Show that \(A^TA \ne AA^T\) in general. (Proof and demonstration.)
Solution: Consider matrix \(A_{m\times n}\) where \(m \ne n\). Then \(A^T\) will be the size of \(n \times m\). Then \(AA^T\) will be a square matrix of size \(m\times m\) and \(A^TA\) will be a square matrix of size \(n \times n\). Since \(m \ne n\), these two matrices will not be equal. This will hold for any non-square matrix, but may be true for some square matrices.
Demonstration:
A <- matrix(c(1,2,3,4,5,6), nrow=2, byrow=TRUE)
At <- t(A)
# Consider matrix A
A
## [,1] [,2] [,3]
## [1,] 1 2 3
## [2,] 4 5 6
# and its transpose
At
## [,1] [,2]
## [1,] 1 4
## [2,] 2 5
## [3,] 3 6
# Multiplying A by its transpose we get 2x2
A %*% At
## [,1] [,2]
## [1,] 14 32
## [2,] 32 77
# Multiplying transposed A by A we get 3x3
At %*% A
## [,1] [,2] [,3]
## [1,] 17 22 27
## [2,] 22 29 36
## [3,] 27 36 45
For a special type of square matrix A, we get \(A^TA = AA^T\). Under what conditions could this be true? (Hint: The Identity matrix I is an example of such a matrix).

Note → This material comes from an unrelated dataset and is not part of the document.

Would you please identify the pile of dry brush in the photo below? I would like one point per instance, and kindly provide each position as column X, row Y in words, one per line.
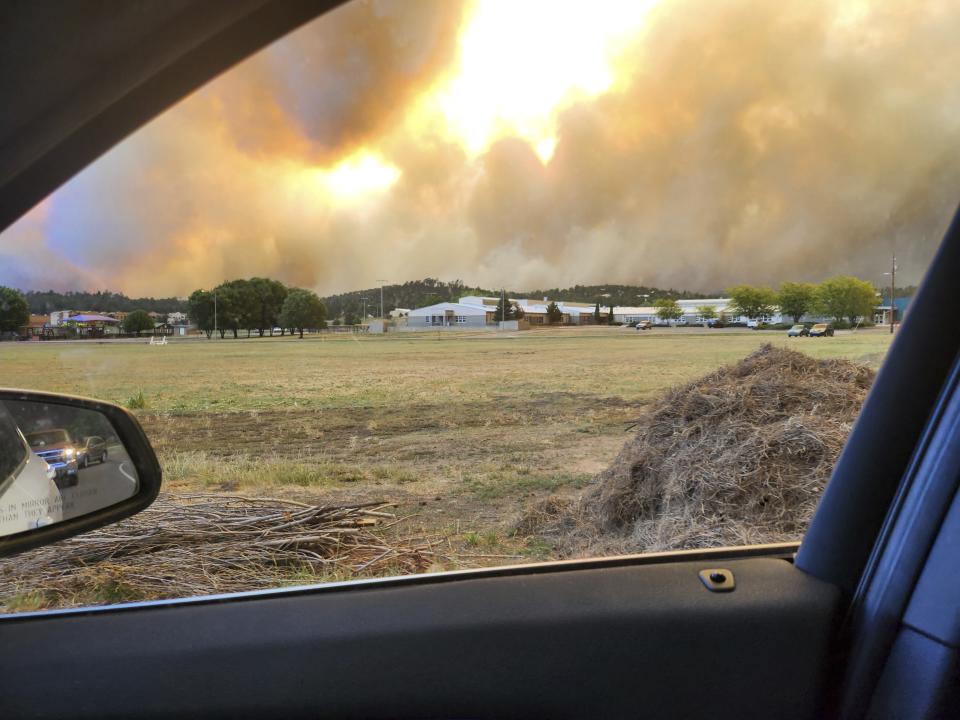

Solution: This condition is true if \(A = A^T\). Transposing a matrix switches columns into rows or simply flips it along the diagonal. If a matrix is symmetrical along the diagonal, \(A^T = A\) and the condition holds.
Demonstration:
A <- matrix(c(1,2,0,2,1,0,0,0,5), nrow=3, byrow=TRUE)
# Consider matrix A
A
## [,1] [,2] [,3]
## [1,] 1 2 0
## [2,] 2 1 0
## [3,] 0 0 5
# its transpose is the same matrix
t(A)
## [,1] [,2] [,3]
## [1,] 1 2 0
## [2,] 2 1 0
## [3,] 0 0 5
A == t(A)
## [,1] [,2] [,3]
## [1,] TRUE TRUE TRUE
## [2,] TRUE TRUE TRUE
## [3,] TRUE TRUE TRUE
# so
(A %*% t(A)) == (t(A) %*% A)
## [,1] [,2] [,3]
## [1,] TRUE TRUE TRUE
## [2,] TRUE TRUE TRUE
## [3,] TRUE TRUE TRUE
Write an R function to factorize a square matrix A into LU.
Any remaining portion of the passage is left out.